Quel avenir pour le CAC 40 alors qu'il tombe en phase de correction ?

  • Le CAC 40 a reculé de 10 % par rapport à son plus haut de l'année.
  • La Banque centrale européenne a laissé entendre qu'elle relèverait les taux cette année.
  • La plupart des entreprises françaises ont reculé dans le contexte de la guerre en Iran en cours.

L'indice CAC 40 est entré en phase de correction après une chute d'environ 10 % depuis son plus haut de l'année. Il est passé de 8 645 € en février à 7 807 €, son plus bas depuis septembre de l'an dernier. Cette tendance pourrait se poursuivre si la guerre en Iran s'intensifie.

Les actions françaises reculent dans le contexte de la guerre en Iran en cours 

Le CAC 40 a été sous pression ce mois-ci, reflétant la performance d'autres actions européennes qui ont plongé pendant la guerre en Iran en cours.

Les entreprises européennes figureront parmi les plus affectées en raison de la dépendance du bloc vis-à-vis du Moyen-Orient. Par conséquent, les prix du gaz en Europe ont bondi à trois chiffres depuis le début de la guerre.

Par conséquent, il est probable que de nombreuses entreprises de l'indice voient leurs coûts augmenter à mesure que la guerre se poursuit.

Parallèlement, la Banque centrale européenne (BCE) a laissé entendre qu'elle relèverait les taux d'intérêt plus tard cette année alors que l'inflation continue d'augmenter. Des analystes de banques clés comme Barclays et Goldman Sachs ont prédit que la banque procéderait à deux baisses de taux cette année. 

C'est ce qui explique pourquoi les rendements des obligations françaises ont continué de monter ce mois-ci, passant d'un creux de 3,219 % en début de mois à 3,62 % aujourd'hui.

De nombreuses entreprises françaises doivent également faire face à des évolutions majeures dans des pays clés comme la Chine et les États-Unis. Par exemple, des maisons de luxe comme LVMH et Kering connaissent toujours une croissance lente de leurs revenus en Chine, les ventes au détail y restant sous pression.

La plupart des sociétés de l'indice CAC 40 ont continué de reculer ces dernières semaines. L'action Compagnie de Saint-Gobain a chuté de plus de 23 % au cours des 30 derniers jours, la demande pour ses produits continuant de faiblir. 
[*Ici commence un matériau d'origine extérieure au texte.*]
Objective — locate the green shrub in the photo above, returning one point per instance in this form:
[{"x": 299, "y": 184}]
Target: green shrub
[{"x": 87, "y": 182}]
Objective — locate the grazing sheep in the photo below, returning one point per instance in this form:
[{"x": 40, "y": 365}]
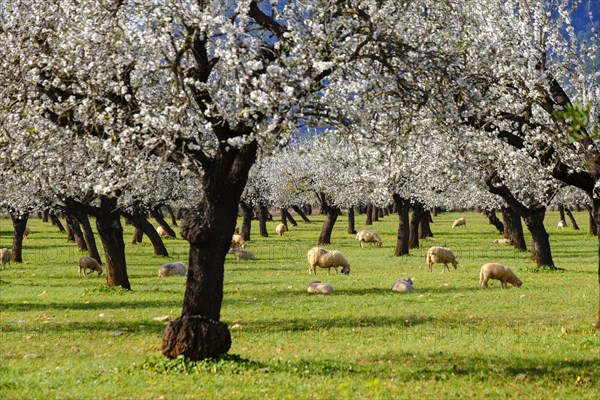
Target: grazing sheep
[
  {"x": 237, "y": 241},
  {"x": 90, "y": 263},
  {"x": 161, "y": 231},
  {"x": 5, "y": 255},
  {"x": 368, "y": 237},
  {"x": 241, "y": 254},
  {"x": 318, "y": 257},
  {"x": 320, "y": 288},
  {"x": 280, "y": 229},
  {"x": 403, "y": 285},
  {"x": 497, "y": 271},
  {"x": 459, "y": 222},
  {"x": 171, "y": 269},
  {"x": 443, "y": 255}
]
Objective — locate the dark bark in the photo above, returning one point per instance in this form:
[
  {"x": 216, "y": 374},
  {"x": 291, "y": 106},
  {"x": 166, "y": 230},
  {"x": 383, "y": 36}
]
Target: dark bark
[
  {"x": 415, "y": 222},
  {"x": 56, "y": 221},
  {"x": 491, "y": 214},
  {"x": 159, "y": 217},
  {"x": 369, "y": 213},
  {"x": 424, "y": 227},
  {"x": 19, "y": 224},
  {"x": 108, "y": 224},
  {"x": 513, "y": 228},
  {"x": 301, "y": 214},
  {"x": 289, "y": 217},
  {"x": 263, "y": 216},
  {"x": 351, "y": 221},
  {"x": 246, "y": 220},
  {"x": 74, "y": 232},
  {"x": 402, "y": 206},
  {"x": 331, "y": 212},
  {"x": 572, "y": 219}
]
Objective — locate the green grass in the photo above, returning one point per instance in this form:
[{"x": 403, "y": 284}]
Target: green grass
[{"x": 66, "y": 337}]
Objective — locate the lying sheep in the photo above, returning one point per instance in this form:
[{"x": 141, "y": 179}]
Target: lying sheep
[
  {"x": 320, "y": 288},
  {"x": 403, "y": 285},
  {"x": 171, "y": 269},
  {"x": 443, "y": 255},
  {"x": 368, "y": 237},
  {"x": 241, "y": 254},
  {"x": 280, "y": 229},
  {"x": 318, "y": 257},
  {"x": 459, "y": 222},
  {"x": 90, "y": 263},
  {"x": 5, "y": 255},
  {"x": 237, "y": 241},
  {"x": 497, "y": 271}
]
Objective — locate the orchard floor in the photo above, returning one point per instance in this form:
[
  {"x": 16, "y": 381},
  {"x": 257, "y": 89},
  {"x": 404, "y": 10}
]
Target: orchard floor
[{"x": 66, "y": 337}]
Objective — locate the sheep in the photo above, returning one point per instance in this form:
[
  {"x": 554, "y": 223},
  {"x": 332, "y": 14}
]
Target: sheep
[
  {"x": 368, "y": 237},
  {"x": 497, "y": 271},
  {"x": 443, "y": 255},
  {"x": 90, "y": 263},
  {"x": 459, "y": 222},
  {"x": 403, "y": 285},
  {"x": 241, "y": 254},
  {"x": 171, "y": 269},
  {"x": 320, "y": 288},
  {"x": 237, "y": 241},
  {"x": 280, "y": 229},
  {"x": 5, "y": 255},
  {"x": 318, "y": 257}
]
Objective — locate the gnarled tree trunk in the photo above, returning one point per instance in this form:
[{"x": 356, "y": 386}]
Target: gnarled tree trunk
[{"x": 402, "y": 206}]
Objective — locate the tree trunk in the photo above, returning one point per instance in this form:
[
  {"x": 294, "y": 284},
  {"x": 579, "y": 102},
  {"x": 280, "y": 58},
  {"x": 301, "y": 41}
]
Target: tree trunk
[
  {"x": 491, "y": 214},
  {"x": 262, "y": 220},
  {"x": 351, "y": 221},
  {"x": 402, "y": 206},
  {"x": 289, "y": 217},
  {"x": 19, "y": 225},
  {"x": 369, "y": 213},
  {"x": 75, "y": 231},
  {"x": 513, "y": 228},
  {"x": 572, "y": 218},
  {"x": 158, "y": 216},
  {"x": 56, "y": 221},
  {"x": 331, "y": 213},
  {"x": 246, "y": 220},
  {"x": 301, "y": 214},
  {"x": 198, "y": 334},
  {"x": 424, "y": 227},
  {"x": 108, "y": 224},
  {"x": 415, "y": 222}
]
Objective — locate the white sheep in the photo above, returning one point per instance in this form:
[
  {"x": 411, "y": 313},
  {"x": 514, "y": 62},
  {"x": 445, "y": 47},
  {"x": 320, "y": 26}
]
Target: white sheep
[
  {"x": 318, "y": 257},
  {"x": 459, "y": 222},
  {"x": 320, "y": 288},
  {"x": 368, "y": 237},
  {"x": 403, "y": 285},
  {"x": 439, "y": 254},
  {"x": 237, "y": 241},
  {"x": 5, "y": 255},
  {"x": 500, "y": 272},
  {"x": 280, "y": 229},
  {"x": 90, "y": 263},
  {"x": 241, "y": 254},
  {"x": 171, "y": 269}
]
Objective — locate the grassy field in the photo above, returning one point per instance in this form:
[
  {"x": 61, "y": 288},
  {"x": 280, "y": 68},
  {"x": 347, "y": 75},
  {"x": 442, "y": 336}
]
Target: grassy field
[{"x": 66, "y": 337}]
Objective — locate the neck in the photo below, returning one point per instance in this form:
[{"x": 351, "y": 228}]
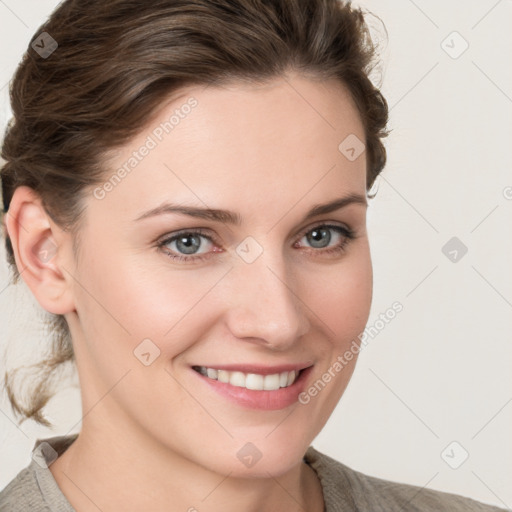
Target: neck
[{"x": 108, "y": 470}]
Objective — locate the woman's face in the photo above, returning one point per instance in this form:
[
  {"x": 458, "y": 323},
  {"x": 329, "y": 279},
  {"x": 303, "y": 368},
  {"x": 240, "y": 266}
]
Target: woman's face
[{"x": 177, "y": 315}]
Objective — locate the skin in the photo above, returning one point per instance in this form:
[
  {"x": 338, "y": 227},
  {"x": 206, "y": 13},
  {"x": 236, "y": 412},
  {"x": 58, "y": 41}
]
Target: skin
[{"x": 152, "y": 434}]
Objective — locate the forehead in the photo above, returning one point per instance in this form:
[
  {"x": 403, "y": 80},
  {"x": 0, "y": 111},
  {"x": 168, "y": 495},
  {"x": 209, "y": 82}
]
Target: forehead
[{"x": 242, "y": 143}]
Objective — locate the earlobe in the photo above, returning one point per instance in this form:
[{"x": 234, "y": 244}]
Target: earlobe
[{"x": 39, "y": 249}]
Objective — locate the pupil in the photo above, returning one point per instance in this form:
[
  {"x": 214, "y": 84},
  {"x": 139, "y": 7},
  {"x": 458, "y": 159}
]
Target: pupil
[
  {"x": 316, "y": 237},
  {"x": 190, "y": 247}
]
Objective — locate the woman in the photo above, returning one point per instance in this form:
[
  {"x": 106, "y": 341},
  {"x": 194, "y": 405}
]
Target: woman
[{"x": 186, "y": 189}]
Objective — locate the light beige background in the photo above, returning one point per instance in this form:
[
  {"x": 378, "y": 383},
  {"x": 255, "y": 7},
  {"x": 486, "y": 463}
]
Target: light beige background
[{"x": 440, "y": 371}]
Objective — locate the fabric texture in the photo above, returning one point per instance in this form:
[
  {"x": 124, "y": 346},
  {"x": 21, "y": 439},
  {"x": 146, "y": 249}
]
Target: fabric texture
[{"x": 344, "y": 489}]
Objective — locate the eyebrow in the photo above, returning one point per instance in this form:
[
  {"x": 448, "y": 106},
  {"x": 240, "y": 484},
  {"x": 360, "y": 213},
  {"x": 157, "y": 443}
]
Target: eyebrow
[{"x": 229, "y": 217}]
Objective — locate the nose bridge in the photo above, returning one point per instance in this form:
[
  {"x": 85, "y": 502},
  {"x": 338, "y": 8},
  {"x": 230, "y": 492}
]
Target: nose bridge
[{"x": 265, "y": 305}]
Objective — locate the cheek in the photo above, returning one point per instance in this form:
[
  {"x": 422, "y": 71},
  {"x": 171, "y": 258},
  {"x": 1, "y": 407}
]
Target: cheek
[{"x": 340, "y": 297}]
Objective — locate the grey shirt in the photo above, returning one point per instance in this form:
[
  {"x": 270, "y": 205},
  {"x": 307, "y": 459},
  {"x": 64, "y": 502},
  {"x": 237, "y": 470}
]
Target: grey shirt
[{"x": 344, "y": 489}]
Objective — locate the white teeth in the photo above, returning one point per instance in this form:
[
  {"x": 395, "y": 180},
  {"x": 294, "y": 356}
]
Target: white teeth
[
  {"x": 237, "y": 379},
  {"x": 223, "y": 376},
  {"x": 271, "y": 382},
  {"x": 252, "y": 381}
]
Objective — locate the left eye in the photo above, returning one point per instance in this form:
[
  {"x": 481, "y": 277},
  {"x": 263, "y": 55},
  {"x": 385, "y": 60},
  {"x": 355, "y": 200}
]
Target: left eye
[{"x": 185, "y": 246}]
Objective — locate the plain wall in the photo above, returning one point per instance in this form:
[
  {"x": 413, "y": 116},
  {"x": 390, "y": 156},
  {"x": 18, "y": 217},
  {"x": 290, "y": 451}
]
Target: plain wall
[{"x": 438, "y": 372}]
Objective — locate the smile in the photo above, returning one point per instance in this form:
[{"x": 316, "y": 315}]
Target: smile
[{"x": 253, "y": 381}]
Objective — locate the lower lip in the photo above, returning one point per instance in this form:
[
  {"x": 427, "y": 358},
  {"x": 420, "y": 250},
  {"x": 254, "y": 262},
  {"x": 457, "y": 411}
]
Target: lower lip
[{"x": 262, "y": 400}]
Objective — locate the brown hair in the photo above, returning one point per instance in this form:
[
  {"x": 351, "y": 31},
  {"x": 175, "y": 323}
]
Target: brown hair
[{"x": 117, "y": 61}]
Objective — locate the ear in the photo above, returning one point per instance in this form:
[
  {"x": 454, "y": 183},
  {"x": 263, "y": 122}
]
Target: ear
[{"x": 41, "y": 250}]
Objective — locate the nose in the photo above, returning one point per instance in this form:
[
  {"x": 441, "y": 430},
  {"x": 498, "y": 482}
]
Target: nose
[{"x": 265, "y": 308}]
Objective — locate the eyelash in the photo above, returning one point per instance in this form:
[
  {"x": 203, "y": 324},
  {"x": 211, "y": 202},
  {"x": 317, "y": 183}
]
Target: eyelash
[{"x": 347, "y": 233}]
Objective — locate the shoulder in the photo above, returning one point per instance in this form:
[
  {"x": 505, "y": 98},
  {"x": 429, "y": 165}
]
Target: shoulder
[
  {"x": 345, "y": 488},
  {"x": 22, "y": 493},
  {"x": 34, "y": 487}
]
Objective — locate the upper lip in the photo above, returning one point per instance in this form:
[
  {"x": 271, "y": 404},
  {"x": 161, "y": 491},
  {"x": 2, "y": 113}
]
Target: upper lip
[{"x": 259, "y": 369}]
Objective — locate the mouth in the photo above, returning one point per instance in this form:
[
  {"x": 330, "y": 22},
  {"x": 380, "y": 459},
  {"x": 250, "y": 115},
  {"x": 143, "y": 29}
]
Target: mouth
[
  {"x": 253, "y": 387},
  {"x": 253, "y": 381}
]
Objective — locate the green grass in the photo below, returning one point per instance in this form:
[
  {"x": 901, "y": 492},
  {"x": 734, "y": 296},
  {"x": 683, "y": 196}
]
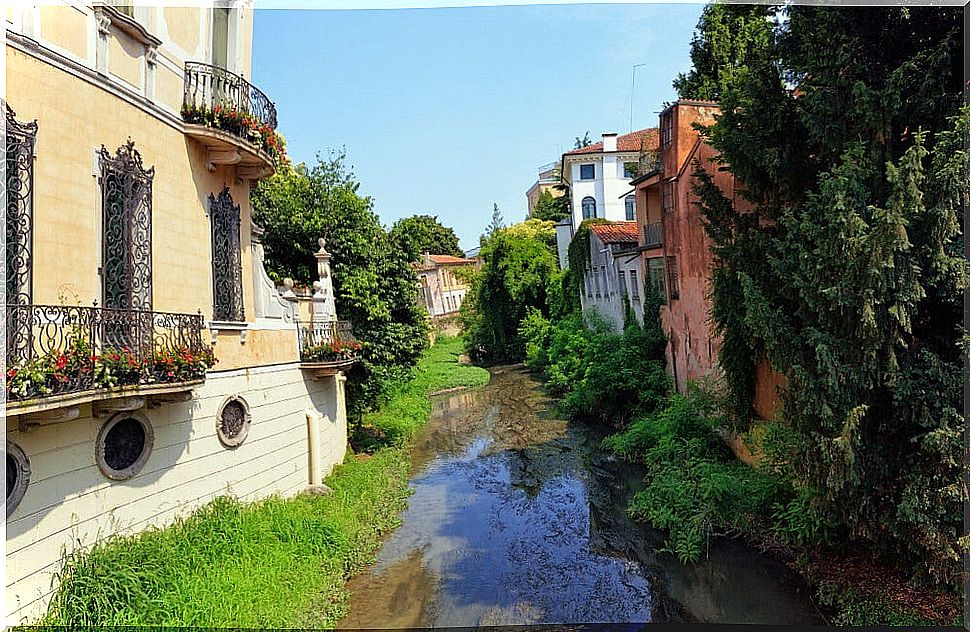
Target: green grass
[
  {"x": 409, "y": 406},
  {"x": 274, "y": 563}
]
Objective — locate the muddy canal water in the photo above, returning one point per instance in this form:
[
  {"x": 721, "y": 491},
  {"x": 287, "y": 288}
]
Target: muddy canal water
[{"x": 518, "y": 518}]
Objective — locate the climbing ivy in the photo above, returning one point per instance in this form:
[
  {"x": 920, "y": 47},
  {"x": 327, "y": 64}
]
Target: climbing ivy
[{"x": 578, "y": 257}]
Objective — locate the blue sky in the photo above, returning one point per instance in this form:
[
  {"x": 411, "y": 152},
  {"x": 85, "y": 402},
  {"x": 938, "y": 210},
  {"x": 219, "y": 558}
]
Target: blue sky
[{"x": 445, "y": 111}]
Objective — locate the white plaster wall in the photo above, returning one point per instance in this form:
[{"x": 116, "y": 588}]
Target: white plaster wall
[
  {"x": 610, "y": 302},
  {"x": 69, "y": 500},
  {"x": 608, "y": 188}
]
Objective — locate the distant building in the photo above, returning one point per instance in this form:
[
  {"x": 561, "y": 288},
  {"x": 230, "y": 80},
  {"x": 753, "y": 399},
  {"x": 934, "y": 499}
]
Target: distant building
[
  {"x": 598, "y": 179},
  {"x": 614, "y": 272},
  {"x": 549, "y": 180},
  {"x": 441, "y": 291}
]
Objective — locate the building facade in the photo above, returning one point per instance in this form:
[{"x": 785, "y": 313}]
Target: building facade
[
  {"x": 441, "y": 292},
  {"x": 676, "y": 250},
  {"x": 133, "y": 139},
  {"x": 614, "y": 279},
  {"x": 549, "y": 180}
]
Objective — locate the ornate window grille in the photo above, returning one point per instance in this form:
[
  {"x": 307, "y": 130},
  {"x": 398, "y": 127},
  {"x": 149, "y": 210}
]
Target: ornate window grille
[
  {"x": 126, "y": 246},
  {"x": 226, "y": 267},
  {"x": 126, "y": 266},
  {"x": 20, "y": 226}
]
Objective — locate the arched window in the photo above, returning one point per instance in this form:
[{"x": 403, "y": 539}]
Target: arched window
[{"x": 226, "y": 267}]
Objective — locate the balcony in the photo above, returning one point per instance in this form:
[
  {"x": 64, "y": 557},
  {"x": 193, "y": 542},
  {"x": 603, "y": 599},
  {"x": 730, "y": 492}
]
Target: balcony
[
  {"x": 233, "y": 119},
  {"x": 327, "y": 347},
  {"x": 653, "y": 235},
  {"x": 59, "y": 357}
]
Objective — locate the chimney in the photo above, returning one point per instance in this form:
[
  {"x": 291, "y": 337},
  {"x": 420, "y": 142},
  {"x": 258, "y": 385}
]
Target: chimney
[{"x": 609, "y": 141}]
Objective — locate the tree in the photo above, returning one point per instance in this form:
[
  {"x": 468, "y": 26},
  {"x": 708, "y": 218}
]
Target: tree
[
  {"x": 550, "y": 207},
  {"x": 424, "y": 233},
  {"x": 518, "y": 264},
  {"x": 843, "y": 269},
  {"x": 727, "y": 37},
  {"x": 497, "y": 222},
  {"x": 374, "y": 285}
]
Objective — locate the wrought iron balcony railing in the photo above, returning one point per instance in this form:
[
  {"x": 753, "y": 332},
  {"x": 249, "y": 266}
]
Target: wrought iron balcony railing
[
  {"x": 58, "y": 349},
  {"x": 207, "y": 86},
  {"x": 327, "y": 341},
  {"x": 653, "y": 235}
]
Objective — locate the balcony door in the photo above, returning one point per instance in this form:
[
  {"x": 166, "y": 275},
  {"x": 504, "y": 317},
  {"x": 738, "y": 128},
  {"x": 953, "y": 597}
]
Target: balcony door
[
  {"x": 126, "y": 248},
  {"x": 19, "y": 234}
]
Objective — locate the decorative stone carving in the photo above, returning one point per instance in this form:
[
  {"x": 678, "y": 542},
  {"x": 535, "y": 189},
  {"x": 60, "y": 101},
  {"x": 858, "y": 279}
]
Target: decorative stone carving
[
  {"x": 268, "y": 301},
  {"x": 122, "y": 404}
]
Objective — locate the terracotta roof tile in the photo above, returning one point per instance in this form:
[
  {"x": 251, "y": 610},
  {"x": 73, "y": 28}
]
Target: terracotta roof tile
[
  {"x": 626, "y": 142},
  {"x": 448, "y": 259},
  {"x": 616, "y": 232}
]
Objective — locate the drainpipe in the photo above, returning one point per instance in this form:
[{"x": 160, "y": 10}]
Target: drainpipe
[
  {"x": 316, "y": 486},
  {"x": 313, "y": 436}
]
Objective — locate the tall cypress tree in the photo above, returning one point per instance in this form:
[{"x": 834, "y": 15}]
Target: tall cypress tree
[{"x": 844, "y": 269}]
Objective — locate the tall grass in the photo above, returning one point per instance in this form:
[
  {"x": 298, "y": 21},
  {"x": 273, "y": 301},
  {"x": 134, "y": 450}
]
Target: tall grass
[
  {"x": 274, "y": 563},
  {"x": 409, "y": 406}
]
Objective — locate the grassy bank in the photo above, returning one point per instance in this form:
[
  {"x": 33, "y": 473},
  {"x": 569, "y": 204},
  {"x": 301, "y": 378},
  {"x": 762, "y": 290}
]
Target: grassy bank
[
  {"x": 275, "y": 563},
  {"x": 696, "y": 488}
]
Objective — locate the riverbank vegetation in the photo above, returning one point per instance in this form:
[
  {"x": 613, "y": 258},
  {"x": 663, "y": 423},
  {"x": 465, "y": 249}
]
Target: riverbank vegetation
[
  {"x": 374, "y": 284},
  {"x": 270, "y": 564}
]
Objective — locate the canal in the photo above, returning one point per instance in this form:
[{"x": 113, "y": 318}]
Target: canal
[{"x": 518, "y": 518}]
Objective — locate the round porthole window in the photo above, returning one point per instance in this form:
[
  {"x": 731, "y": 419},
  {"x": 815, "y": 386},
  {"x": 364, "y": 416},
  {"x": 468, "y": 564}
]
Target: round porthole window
[
  {"x": 18, "y": 476},
  {"x": 232, "y": 422},
  {"x": 124, "y": 443}
]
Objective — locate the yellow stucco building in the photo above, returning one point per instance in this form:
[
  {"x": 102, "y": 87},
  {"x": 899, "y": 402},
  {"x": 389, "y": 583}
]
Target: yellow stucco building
[{"x": 133, "y": 139}]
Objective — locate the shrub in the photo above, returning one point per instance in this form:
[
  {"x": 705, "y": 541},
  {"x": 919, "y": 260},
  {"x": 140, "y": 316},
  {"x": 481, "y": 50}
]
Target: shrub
[{"x": 694, "y": 484}]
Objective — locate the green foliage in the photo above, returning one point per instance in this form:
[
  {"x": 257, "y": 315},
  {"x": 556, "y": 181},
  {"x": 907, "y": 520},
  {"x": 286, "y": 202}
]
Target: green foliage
[
  {"x": 855, "y": 610},
  {"x": 409, "y": 406},
  {"x": 550, "y": 207},
  {"x": 518, "y": 264},
  {"x": 602, "y": 375},
  {"x": 577, "y": 255},
  {"x": 271, "y": 564},
  {"x": 277, "y": 563},
  {"x": 727, "y": 36},
  {"x": 424, "y": 233},
  {"x": 374, "y": 284},
  {"x": 497, "y": 223},
  {"x": 842, "y": 267},
  {"x": 694, "y": 484}
]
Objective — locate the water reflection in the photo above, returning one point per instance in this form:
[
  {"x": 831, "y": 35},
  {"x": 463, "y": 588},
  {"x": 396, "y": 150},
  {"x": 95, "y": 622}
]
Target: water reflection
[{"x": 516, "y": 519}]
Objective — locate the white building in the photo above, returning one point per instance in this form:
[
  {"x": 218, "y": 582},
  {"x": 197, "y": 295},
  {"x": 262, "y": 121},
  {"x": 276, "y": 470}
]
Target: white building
[
  {"x": 599, "y": 175},
  {"x": 441, "y": 291},
  {"x": 615, "y": 271}
]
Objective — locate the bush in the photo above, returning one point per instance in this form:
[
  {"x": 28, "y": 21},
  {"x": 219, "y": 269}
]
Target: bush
[
  {"x": 602, "y": 375},
  {"x": 695, "y": 485}
]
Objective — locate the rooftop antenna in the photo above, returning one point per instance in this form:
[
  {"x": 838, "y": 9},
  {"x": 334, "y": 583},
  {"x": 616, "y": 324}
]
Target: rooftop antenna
[{"x": 633, "y": 92}]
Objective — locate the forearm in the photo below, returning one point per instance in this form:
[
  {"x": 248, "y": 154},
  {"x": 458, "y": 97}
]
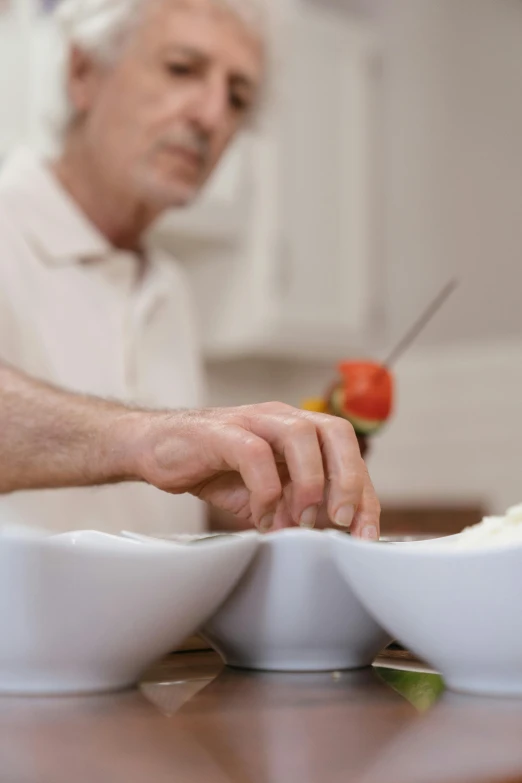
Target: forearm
[{"x": 52, "y": 438}]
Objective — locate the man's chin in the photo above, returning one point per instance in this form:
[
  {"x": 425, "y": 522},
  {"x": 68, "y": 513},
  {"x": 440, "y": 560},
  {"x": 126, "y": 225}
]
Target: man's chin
[{"x": 168, "y": 195}]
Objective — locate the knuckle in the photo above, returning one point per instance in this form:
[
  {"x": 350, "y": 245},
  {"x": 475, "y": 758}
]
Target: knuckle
[
  {"x": 350, "y": 481},
  {"x": 256, "y": 448}
]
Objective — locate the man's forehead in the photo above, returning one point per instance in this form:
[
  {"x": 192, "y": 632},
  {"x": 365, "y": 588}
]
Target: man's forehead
[{"x": 205, "y": 27}]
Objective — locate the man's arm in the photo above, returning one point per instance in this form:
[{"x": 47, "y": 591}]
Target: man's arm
[
  {"x": 52, "y": 438},
  {"x": 269, "y": 464}
]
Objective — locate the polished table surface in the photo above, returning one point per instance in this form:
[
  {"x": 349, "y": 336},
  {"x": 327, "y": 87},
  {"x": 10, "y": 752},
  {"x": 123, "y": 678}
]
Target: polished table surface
[{"x": 194, "y": 721}]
L'action Pernod Ricard a chuté de 23 % sur cette période, ses ventes en Chine et aux États-Unis continuant de ralentir. Dans un communiqué, le groupe a déclaré qu'il se concentrait désormais sur des économies de coûts pour compenser sa faible croissance. Son chiffre d'affaires total au premier semestre de l'année a diminué de 25 % pour s'établir à plus de 5,25 milliards d'euros.

L'action EssilorLuxottica a reculé de 20 %. De même, l'action Accor a perdu 19 % alors que le groupe enregistre une demande faible sur des marchés clés du Moyen-Orient en raison de la poursuite de la guerre. Parmi les plus fortes baisses de l'indice figuraient également Airbus, Stellantis, Hermès, Renault, Safran et LVMH.

En revanche, des sociétés comme TotalEnergies, Dassault Systèmes, Euronext, ENGIE et AXA figuraient parmi les valeurs ayant le plus progressé sur cette période.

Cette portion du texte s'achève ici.